BY JEAN JACQUES BOHL

The Blaine County School District and its teachers’ union reached a tentative agreement on Friday that provides for no increase in teacher salaries for the coming school year.

The district board of trustees was scheduled to consider the proposed agreement at its regular monthly meeting Tuesday evening. Members of the teachers’ union, formally known as the Blaine County Education Association, were scheduled to vote on the proposed agreement after school hours on Thursday.

Friday’s final session wrapped up four days of negotiations between the district and the teachers’ union that started on April 28.

The agreement to hold salaries at current levels comes at a time when the district is trying to cut operational expenses by $1.3 million for the coming school year.
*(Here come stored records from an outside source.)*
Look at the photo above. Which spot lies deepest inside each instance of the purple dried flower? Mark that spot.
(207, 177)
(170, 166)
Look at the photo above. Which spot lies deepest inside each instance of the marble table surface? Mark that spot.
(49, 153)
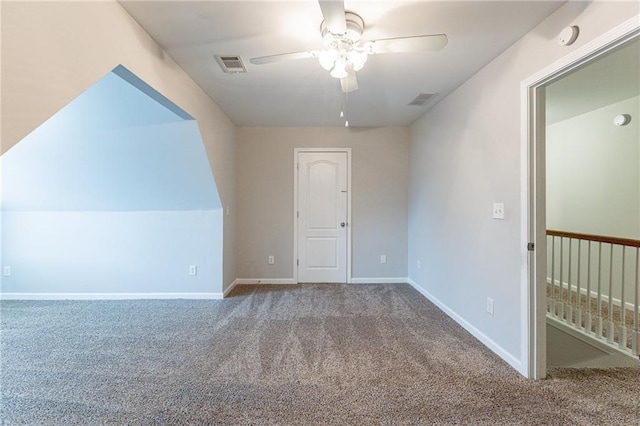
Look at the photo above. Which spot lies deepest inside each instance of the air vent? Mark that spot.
(421, 99)
(231, 63)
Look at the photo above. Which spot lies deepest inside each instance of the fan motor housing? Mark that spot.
(355, 28)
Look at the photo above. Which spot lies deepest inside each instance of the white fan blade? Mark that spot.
(349, 83)
(334, 17)
(424, 43)
(280, 58)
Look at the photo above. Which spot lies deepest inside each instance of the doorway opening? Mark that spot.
(534, 181)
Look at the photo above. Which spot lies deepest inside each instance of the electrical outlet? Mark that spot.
(489, 306)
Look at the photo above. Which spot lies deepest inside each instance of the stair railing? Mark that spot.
(593, 286)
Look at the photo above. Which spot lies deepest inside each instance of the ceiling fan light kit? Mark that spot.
(344, 54)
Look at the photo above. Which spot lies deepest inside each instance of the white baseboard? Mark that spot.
(107, 296)
(265, 281)
(393, 280)
(228, 290)
(486, 340)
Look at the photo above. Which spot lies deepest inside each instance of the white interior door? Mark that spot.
(322, 216)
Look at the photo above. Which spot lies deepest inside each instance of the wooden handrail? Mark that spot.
(597, 238)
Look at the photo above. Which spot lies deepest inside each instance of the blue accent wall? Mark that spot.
(113, 194)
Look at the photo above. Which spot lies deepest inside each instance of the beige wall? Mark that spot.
(593, 172)
(464, 156)
(265, 198)
(53, 51)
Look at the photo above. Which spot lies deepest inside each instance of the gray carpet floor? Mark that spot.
(288, 355)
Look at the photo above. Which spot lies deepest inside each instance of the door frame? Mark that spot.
(296, 152)
(533, 201)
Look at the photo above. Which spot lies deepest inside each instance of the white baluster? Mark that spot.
(636, 305)
(611, 306)
(599, 304)
(587, 319)
(560, 296)
(578, 322)
(622, 337)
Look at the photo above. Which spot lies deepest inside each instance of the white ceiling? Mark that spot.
(301, 93)
(608, 79)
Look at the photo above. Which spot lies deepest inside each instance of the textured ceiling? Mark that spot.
(301, 93)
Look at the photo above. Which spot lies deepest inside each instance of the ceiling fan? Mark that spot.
(344, 52)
The hold on salaries will not, however, prevent teachers who move on the salary schedule, either by increased education or increased years of service, from receiving pay raises, as the district agreed not to put a freeze on pay increases in its “steps and lanes” schedule movement program.

Also as part of the agreement, the district will absorb a 5.7 percent increase in health insurance premiums for benefited employees at a cost of $246,448. Further, the agreement recommends that $122,000 be set aside to anticipate health insurance premium hikes for the 2017-2018 school year. Employees covering their spouses and dependents under the district insurance plan will continue to be charged for the additional expense.

For professional development, the agreement provides that teachers will receive two days, subject to school principal approval. Beginning in July 2017, teachers will be able to carry over for three years their annual professional development allowance of $500, thus accruing up to $1500.

The parties agreed that the average workday starts 30 minutes before instructional time and extends to 30 minutes past the end of the school day.

Other items in the teacher contract were clarified, including voluntary and involuntary transfers between buildings. The sick leave bank allowing employees to use additional sick days once they have exhausted their yearly allowance will be capped at 180 days during the length of employment. Participation in the bank is voluntary and only bank members can draw from it.

The agreement also provides that three ad hoc union members, without voting rights, serve on the district policy committee for discussing a “reduction on force” protocol.

Observers of the negotiation sessions would agree that the tone of the discussions was amicable and professional. Members of both negotiating teams were seated next to each other, creating a more convivial atmosphere.

The district team was comprised of Superintendent GwenCarol Holmes, Assistant Superintendent John Blackman, Business Manager Mike Chatterton, Principals Brad Henson and John Pearce and school Trustee Rob Clayton.

The teachers’ union was represented by Beth Andrews, Paula Doub, Jamie Harding, Matt Phillips, Tim Rierden and Marrit Wolfrom.

Blackman summarized the mood of the negotiations by saying, “We worked well with each other and got it done.”

Chatterton, who is retiring at the end of this school year, gave an emotional farewell and thanked the BCEA for their trust and collaboration during his 29-year tenure.

The negotiation sessions were open to the public and many students were in attendance to meet a social studies requirement.